On another level, conservatives like Reagan and Clinton allowed progressive relaxation of FCC regulations on media ownership that resulted in more and more media outlets (TV networks, broadcast stations, cable media, commercial radio stations like Clear Channel, movie studios, book publishers, magazine and newspaper publishers) being owned by fewer and fewer conglomerates until we reached what we have now, a huge, tight, media monopoly. There used to be independent media operations all over the country; now, there are five central owners of all major media, megacorporations that decide what the American people are allowed to know. The saying in media studies is that "They don't tell you what to think; they tell you what to think about."
So of course the media is on the Right because they are by definition corporate. There is also the fact of interlocking directorates in which people sit on multiple corporate boards of directors, resulting in a big cozy mutually protective class of powerful individuals.
Media is extremely important, but there's more to what Reagan, Clinton, and Bush started -- deregulation permitting mergers, acquisitions and takeovers that changed the face of American business and the outlook for working people, the disappearance of Main Street and millions of small local businesses with the spread of huge national chain retail outlets, the consolidation of entire industries, the appearance of new health insurance creatures like HMOs, and trade agreements with other countries that permitted "American" manufacturing to outsource its production to places with very cheap labor and no environmental regulations.
And more. It really is a different world now. Life for the American people is much harder than it used to be, and it was all done via legislation on the part of our elected representatives.

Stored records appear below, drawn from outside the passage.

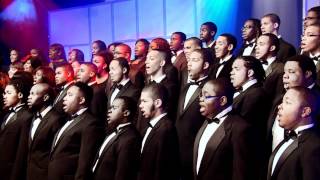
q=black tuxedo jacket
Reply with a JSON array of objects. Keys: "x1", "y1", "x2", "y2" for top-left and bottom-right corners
[
  {"x1": 93, "y1": 125, "x2": 141, "y2": 180},
  {"x1": 193, "y1": 113, "x2": 258, "y2": 180},
  {"x1": 263, "y1": 59, "x2": 284, "y2": 104},
  {"x1": 136, "y1": 77, "x2": 179, "y2": 134},
  {"x1": 138, "y1": 116, "x2": 179, "y2": 180},
  {"x1": 267, "y1": 127, "x2": 320, "y2": 180},
  {"x1": 107, "y1": 81, "x2": 141, "y2": 109},
  {"x1": 209, "y1": 56, "x2": 235, "y2": 80},
  {"x1": 0, "y1": 106, "x2": 32, "y2": 180},
  {"x1": 176, "y1": 78, "x2": 208, "y2": 179},
  {"x1": 232, "y1": 83, "x2": 271, "y2": 140},
  {"x1": 48, "y1": 111, "x2": 103, "y2": 180},
  {"x1": 89, "y1": 84, "x2": 107, "y2": 122},
  {"x1": 27, "y1": 109, "x2": 64, "y2": 180},
  {"x1": 277, "y1": 38, "x2": 296, "y2": 63}
]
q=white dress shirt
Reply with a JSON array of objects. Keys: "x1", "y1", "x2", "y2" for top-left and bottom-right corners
[
  {"x1": 183, "y1": 76, "x2": 208, "y2": 109},
  {"x1": 31, "y1": 106, "x2": 52, "y2": 140},
  {"x1": 233, "y1": 79, "x2": 258, "y2": 99},
  {"x1": 92, "y1": 122, "x2": 131, "y2": 172},
  {"x1": 151, "y1": 74, "x2": 166, "y2": 84},
  {"x1": 54, "y1": 108, "x2": 88, "y2": 146},
  {"x1": 242, "y1": 38, "x2": 256, "y2": 56},
  {"x1": 110, "y1": 78, "x2": 130, "y2": 105},
  {"x1": 271, "y1": 124, "x2": 314, "y2": 175},
  {"x1": 197, "y1": 106, "x2": 232, "y2": 174},
  {"x1": 4, "y1": 104, "x2": 25, "y2": 125},
  {"x1": 141, "y1": 113, "x2": 167, "y2": 153},
  {"x1": 216, "y1": 54, "x2": 232, "y2": 78},
  {"x1": 262, "y1": 56, "x2": 276, "y2": 71}
]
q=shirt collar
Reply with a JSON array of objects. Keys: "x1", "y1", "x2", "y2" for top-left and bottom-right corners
[
  {"x1": 88, "y1": 81, "x2": 97, "y2": 86},
  {"x1": 117, "y1": 122, "x2": 131, "y2": 131},
  {"x1": 40, "y1": 106, "x2": 52, "y2": 117},
  {"x1": 150, "y1": 113, "x2": 167, "y2": 127},
  {"x1": 267, "y1": 56, "x2": 276, "y2": 66},
  {"x1": 308, "y1": 83, "x2": 316, "y2": 89},
  {"x1": 151, "y1": 74, "x2": 166, "y2": 83},
  {"x1": 294, "y1": 123, "x2": 314, "y2": 134},
  {"x1": 242, "y1": 79, "x2": 258, "y2": 91},
  {"x1": 75, "y1": 108, "x2": 88, "y2": 116},
  {"x1": 215, "y1": 106, "x2": 232, "y2": 120},
  {"x1": 220, "y1": 54, "x2": 232, "y2": 63}
]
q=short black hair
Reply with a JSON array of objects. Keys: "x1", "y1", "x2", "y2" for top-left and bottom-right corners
[
  {"x1": 116, "y1": 96, "x2": 137, "y2": 122},
  {"x1": 142, "y1": 83, "x2": 169, "y2": 110},
  {"x1": 72, "y1": 82, "x2": 93, "y2": 107},
  {"x1": 112, "y1": 57, "x2": 130, "y2": 76},
  {"x1": 237, "y1": 56, "x2": 266, "y2": 83},
  {"x1": 202, "y1": 21, "x2": 218, "y2": 33},
  {"x1": 206, "y1": 78, "x2": 234, "y2": 106},
  {"x1": 220, "y1": 33, "x2": 237, "y2": 53},
  {"x1": 287, "y1": 55, "x2": 317, "y2": 81},
  {"x1": 172, "y1": 32, "x2": 187, "y2": 42}
]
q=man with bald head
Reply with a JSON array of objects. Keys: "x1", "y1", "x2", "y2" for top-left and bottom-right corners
[{"x1": 27, "y1": 83, "x2": 64, "y2": 179}]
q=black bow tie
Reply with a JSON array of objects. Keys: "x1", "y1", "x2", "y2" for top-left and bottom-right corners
[
  {"x1": 111, "y1": 84, "x2": 123, "y2": 91},
  {"x1": 244, "y1": 42, "x2": 254, "y2": 47},
  {"x1": 261, "y1": 61, "x2": 269, "y2": 65},
  {"x1": 34, "y1": 112, "x2": 42, "y2": 119},
  {"x1": 284, "y1": 130, "x2": 297, "y2": 141},
  {"x1": 311, "y1": 56, "x2": 320, "y2": 61},
  {"x1": 148, "y1": 122, "x2": 153, "y2": 129},
  {"x1": 206, "y1": 118, "x2": 220, "y2": 124}
]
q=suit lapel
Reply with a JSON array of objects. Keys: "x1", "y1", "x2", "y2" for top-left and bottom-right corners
[
  {"x1": 199, "y1": 117, "x2": 228, "y2": 174},
  {"x1": 51, "y1": 112, "x2": 85, "y2": 151},
  {"x1": 193, "y1": 121, "x2": 208, "y2": 179}
]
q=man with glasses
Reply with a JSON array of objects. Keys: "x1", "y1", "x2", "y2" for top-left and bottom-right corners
[
  {"x1": 238, "y1": 18, "x2": 261, "y2": 56},
  {"x1": 193, "y1": 79, "x2": 258, "y2": 180}
]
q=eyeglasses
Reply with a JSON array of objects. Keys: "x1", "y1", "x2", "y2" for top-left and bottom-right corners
[
  {"x1": 301, "y1": 34, "x2": 320, "y2": 39},
  {"x1": 303, "y1": 17, "x2": 318, "y2": 21},
  {"x1": 241, "y1": 26, "x2": 253, "y2": 30},
  {"x1": 199, "y1": 93, "x2": 221, "y2": 100}
]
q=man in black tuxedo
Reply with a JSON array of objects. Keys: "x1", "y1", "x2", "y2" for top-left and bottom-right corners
[
  {"x1": 200, "y1": 22, "x2": 218, "y2": 50},
  {"x1": 170, "y1": 32, "x2": 187, "y2": 73},
  {"x1": 48, "y1": 82, "x2": 103, "y2": 180},
  {"x1": 53, "y1": 63, "x2": 74, "y2": 114},
  {"x1": 237, "y1": 18, "x2": 261, "y2": 56},
  {"x1": 303, "y1": 6, "x2": 320, "y2": 31},
  {"x1": 261, "y1": 14, "x2": 296, "y2": 63},
  {"x1": 230, "y1": 56, "x2": 271, "y2": 141},
  {"x1": 193, "y1": 79, "x2": 258, "y2": 180},
  {"x1": 27, "y1": 83, "x2": 64, "y2": 180},
  {"x1": 92, "y1": 96, "x2": 141, "y2": 180},
  {"x1": 0, "y1": 78, "x2": 32, "y2": 180},
  {"x1": 138, "y1": 83, "x2": 180, "y2": 180},
  {"x1": 209, "y1": 34, "x2": 237, "y2": 80},
  {"x1": 267, "y1": 55, "x2": 320, "y2": 153},
  {"x1": 77, "y1": 62, "x2": 107, "y2": 122},
  {"x1": 180, "y1": 37, "x2": 202, "y2": 90},
  {"x1": 255, "y1": 33, "x2": 283, "y2": 105},
  {"x1": 107, "y1": 57, "x2": 141, "y2": 108},
  {"x1": 266, "y1": 87, "x2": 320, "y2": 180},
  {"x1": 176, "y1": 49, "x2": 212, "y2": 180},
  {"x1": 301, "y1": 24, "x2": 320, "y2": 85}
]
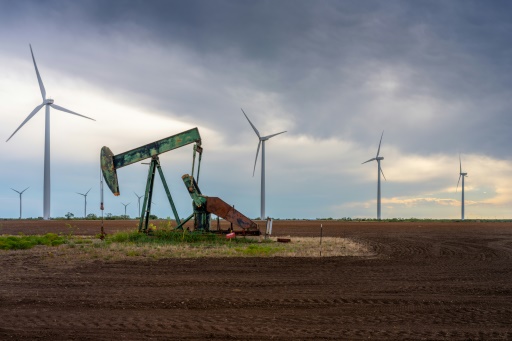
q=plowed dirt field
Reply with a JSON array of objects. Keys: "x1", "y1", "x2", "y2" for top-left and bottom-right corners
[{"x1": 0, "y1": 220, "x2": 512, "y2": 340}]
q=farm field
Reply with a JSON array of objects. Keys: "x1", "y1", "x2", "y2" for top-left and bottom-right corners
[{"x1": 0, "y1": 220, "x2": 512, "y2": 340}]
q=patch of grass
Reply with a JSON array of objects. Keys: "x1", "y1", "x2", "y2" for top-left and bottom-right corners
[
  {"x1": 0, "y1": 233, "x2": 67, "y2": 250},
  {"x1": 105, "y1": 228, "x2": 256, "y2": 247}
]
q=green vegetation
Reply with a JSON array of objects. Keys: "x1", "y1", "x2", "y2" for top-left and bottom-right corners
[
  {"x1": 105, "y1": 224, "x2": 256, "y2": 246},
  {"x1": 0, "y1": 233, "x2": 66, "y2": 250}
]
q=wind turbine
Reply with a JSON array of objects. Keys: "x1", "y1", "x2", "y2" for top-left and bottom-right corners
[
  {"x1": 133, "y1": 192, "x2": 143, "y2": 214},
  {"x1": 11, "y1": 187, "x2": 29, "y2": 219},
  {"x1": 242, "y1": 109, "x2": 286, "y2": 220},
  {"x1": 362, "y1": 131, "x2": 386, "y2": 220},
  {"x1": 5, "y1": 45, "x2": 95, "y2": 220},
  {"x1": 455, "y1": 154, "x2": 468, "y2": 220},
  {"x1": 76, "y1": 188, "x2": 92, "y2": 218},
  {"x1": 121, "y1": 202, "x2": 131, "y2": 217}
]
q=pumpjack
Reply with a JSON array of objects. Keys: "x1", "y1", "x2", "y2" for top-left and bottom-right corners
[{"x1": 100, "y1": 128, "x2": 260, "y2": 235}]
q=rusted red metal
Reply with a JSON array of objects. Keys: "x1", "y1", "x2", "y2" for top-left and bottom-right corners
[{"x1": 206, "y1": 197, "x2": 258, "y2": 230}]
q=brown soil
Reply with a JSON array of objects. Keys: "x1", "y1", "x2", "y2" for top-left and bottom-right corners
[{"x1": 0, "y1": 221, "x2": 512, "y2": 340}]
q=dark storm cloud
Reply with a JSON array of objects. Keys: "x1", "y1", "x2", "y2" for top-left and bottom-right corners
[{"x1": 4, "y1": 1, "x2": 512, "y2": 157}]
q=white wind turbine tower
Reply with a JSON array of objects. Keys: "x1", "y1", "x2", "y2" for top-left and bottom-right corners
[
  {"x1": 11, "y1": 187, "x2": 29, "y2": 219},
  {"x1": 362, "y1": 131, "x2": 386, "y2": 220},
  {"x1": 133, "y1": 192, "x2": 143, "y2": 214},
  {"x1": 242, "y1": 109, "x2": 286, "y2": 220},
  {"x1": 455, "y1": 154, "x2": 468, "y2": 220},
  {"x1": 6, "y1": 45, "x2": 95, "y2": 220},
  {"x1": 76, "y1": 188, "x2": 92, "y2": 218}
]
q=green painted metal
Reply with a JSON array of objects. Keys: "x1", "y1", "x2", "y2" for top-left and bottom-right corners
[
  {"x1": 100, "y1": 146, "x2": 119, "y2": 196},
  {"x1": 139, "y1": 157, "x2": 158, "y2": 232},
  {"x1": 100, "y1": 128, "x2": 201, "y2": 196},
  {"x1": 156, "y1": 162, "x2": 181, "y2": 225},
  {"x1": 114, "y1": 128, "x2": 201, "y2": 169}
]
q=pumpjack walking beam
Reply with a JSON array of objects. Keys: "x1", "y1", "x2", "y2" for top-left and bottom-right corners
[{"x1": 101, "y1": 128, "x2": 260, "y2": 235}]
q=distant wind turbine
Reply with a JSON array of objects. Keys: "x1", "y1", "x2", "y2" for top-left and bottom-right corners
[
  {"x1": 6, "y1": 45, "x2": 95, "y2": 220},
  {"x1": 455, "y1": 154, "x2": 468, "y2": 220},
  {"x1": 76, "y1": 188, "x2": 92, "y2": 218},
  {"x1": 362, "y1": 131, "x2": 386, "y2": 220},
  {"x1": 242, "y1": 109, "x2": 286, "y2": 220},
  {"x1": 11, "y1": 187, "x2": 30, "y2": 219},
  {"x1": 121, "y1": 202, "x2": 131, "y2": 216}
]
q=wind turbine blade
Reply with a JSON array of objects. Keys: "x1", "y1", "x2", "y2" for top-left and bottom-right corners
[
  {"x1": 264, "y1": 130, "x2": 286, "y2": 140},
  {"x1": 252, "y1": 140, "x2": 261, "y2": 176},
  {"x1": 240, "y1": 108, "x2": 261, "y2": 139},
  {"x1": 5, "y1": 103, "x2": 44, "y2": 142},
  {"x1": 50, "y1": 104, "x2": 96, "y2": 121},
  {"x1": 29, "y1": 44, "x2": 46, "y2": 101},
  {"x1": 376, "y1": 130, "x2": 384, "y2": 157},
  {"x1": 361, "y1": 158, "x2": 375, "y2": 165}
]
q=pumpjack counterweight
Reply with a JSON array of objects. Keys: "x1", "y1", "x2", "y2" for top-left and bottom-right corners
[{"x1": 100, "y1": 128, "x2": 260, "y2": 235}]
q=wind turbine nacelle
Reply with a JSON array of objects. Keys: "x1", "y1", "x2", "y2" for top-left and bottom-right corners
[{"x1": 100, "y1": 146, "x2": 119, "y2": 196}]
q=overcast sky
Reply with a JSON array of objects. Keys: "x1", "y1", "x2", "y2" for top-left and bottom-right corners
[{"x1": 0, "y1": 0, "x2": 512, "y2": 218}]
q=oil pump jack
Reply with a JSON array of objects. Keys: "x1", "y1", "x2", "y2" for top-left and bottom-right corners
[{"x1": 100, "y1": 128, "x2": 260, "y2": 235}]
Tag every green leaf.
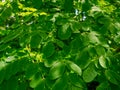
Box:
[25,63,39,79]
[70,37,82,54]
[82,0,91,12]
[83,65,97,82]
[105,70,120,85]
[34,79,45,90]
[96,82,109,90]
[69,73,86,89]
[30,34,41,48]
[52,76,67,90]
[76,49,91,69]
[66,61,82,76]
[58,23,72,40]
[88,31,100,44]
[0,28,23,44]
[30,73,43,88]
[64,0,73,12]
[114,35,120,44]
[95,45,106,56]
[0,44,9,52]
[49,62,65,80]
[42,42,55,57]
[55,39,65,48]
[44,53,58,67]
[0,61,6,84]
[0,77,18,90]
[99,56,107,68]
[1,6,12,21]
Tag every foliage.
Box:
[0,0,120,90]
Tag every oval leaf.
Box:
[66,61,82,76]
[83,66,97,82]
[42,42,55,57]
[99,56,107,68]
[49,62,65,80]
[58,24,71,40]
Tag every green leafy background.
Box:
[0,0,120,90]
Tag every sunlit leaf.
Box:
[66,61,82,76]
[49,62,65,80]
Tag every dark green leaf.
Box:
[30,73,43,88]
[58,23,72,40]
[52,76,67,90]
[96,82,109,90]
[30,34,41,48]
[105,70,120,85]
[42,42,55,57]
[49,62,65,80]
[66,61,82,76]
[83,65,97,82]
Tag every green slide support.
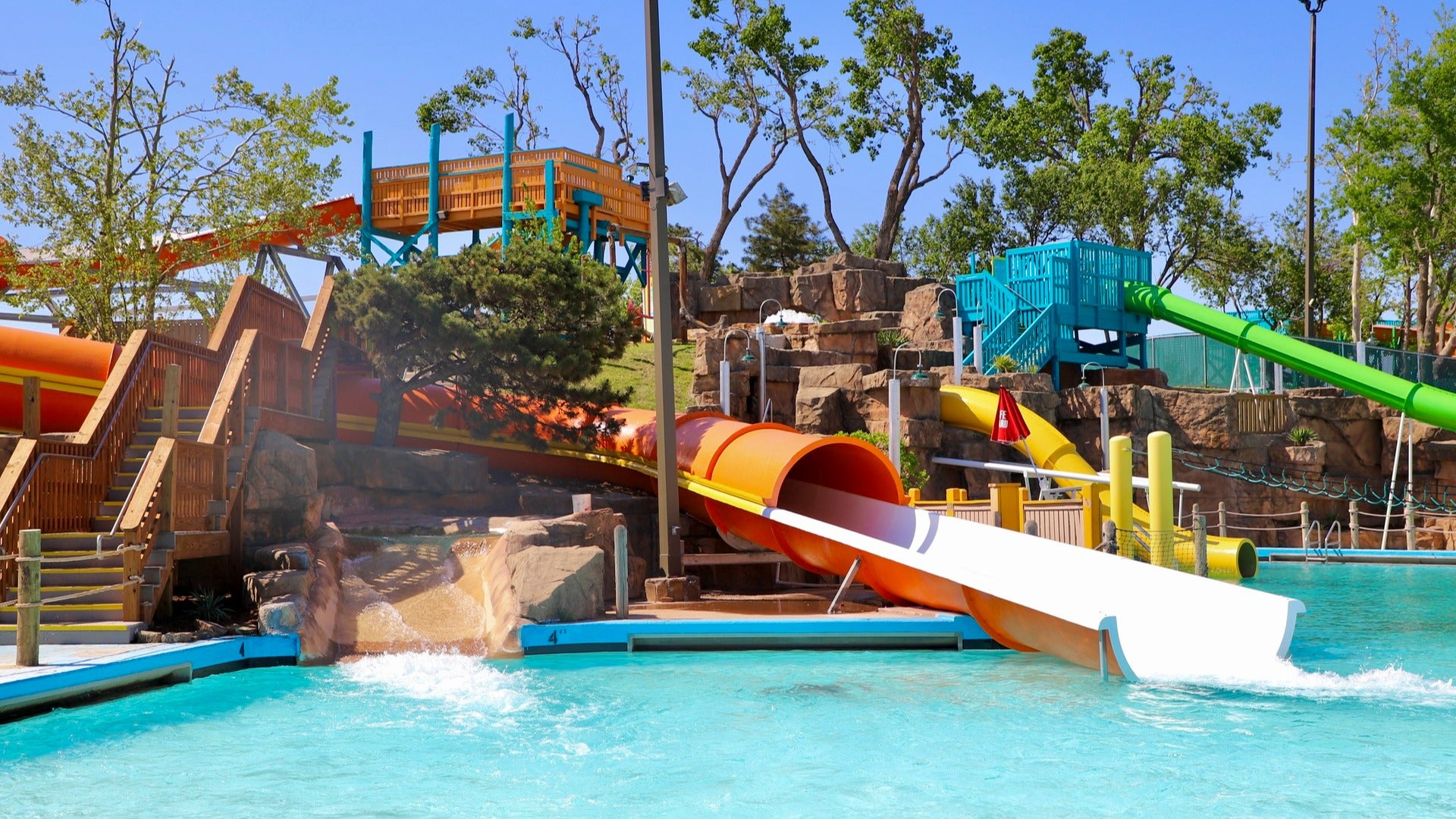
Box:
[1122,281,1456,430]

Which means it can be undone. Which takes us back to: Go Bernie!!
senz
(11,945 posts)I don't know how to be concise.
Spitfire of ATJ
(32,723 posts)senz
(11,945 posts)Very kind of you. Also quite a compliment coming from a master of concision.
Spitfire of ATJ
(32,723 posts)senz
(11,945 posts)It's perfect for you. It's a great way to get memes out into cyberspace. Plus, you can be very funny, something the world needs more of. Tweet, Spitfire, Tweet!